Sarah Dronsfield, CQC’s deputy director of operations in the north, said: "We found a deterioration in the services being provided, especially in urgent and emergency care where this had potential for people to be placed at risk of harm.
"It was particularly concerning that staff didn’t always have access to critical medicines needed to treat patients and some crews didn’t have time to complete vehicle medicine checks, resulting in treatment delays.
"Staff told us they frequently responded to emergencies without the sufficient quantities of standard medicines they needed to treat common or life-threatening conditions, including morphine and seizure medication."
At the Emergency Operations Centre (EOC), inspectors found that there were not enough staff members to manage 111 non-emergency calls.
Since then, the service introduced a new recruitment plan which has seen a significant increase in the number of staff.
The report did highlight positives in that staff across the board worked together to prioritise patients and deliver the best care possible to their patients.
Ms Dronsfield said: "Staff took time to interact with patients in a respectful and considerate way and they maintained their dignity throughout their journey and when being transferred to hospital.
"Through engagement with the trust we know they have taken our concerns seriously and have put in measures to address our findings."
In response to CQC's report, Helen Ray, NEAS chief executive, said: "Providing the best possible care to all our patients remains our top priority. We are all committed to making improvements until we and the CQC are confident that the concerns raised have been fully addressed
"In the six months since the first inspection, we have taken swift action and subsequently provided additional assurance to the CQC that the work will ensure effective systems are in place to keep patients safe. We recognise there is more to do and are committed to longer term change as well as a short-term response.
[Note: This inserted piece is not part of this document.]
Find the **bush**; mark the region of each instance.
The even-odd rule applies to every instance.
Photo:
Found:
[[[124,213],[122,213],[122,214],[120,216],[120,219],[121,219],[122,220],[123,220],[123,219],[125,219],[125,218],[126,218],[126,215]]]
"I am pleased that throughout the report the dedication, care and commitment provided by all our staff is recognised and acknowledged by the CQC. Our teams continue to deliver the best care possible in these exceptional times.
"It is well documented that no ambulance service in the country is achieving national performance standards. Despite that, NEAS remains one of the best performers for response times, particularly to the highest-level life-threatening incidents.
"We recognise there is more to do and are committed to longer term change as well as a short-term response."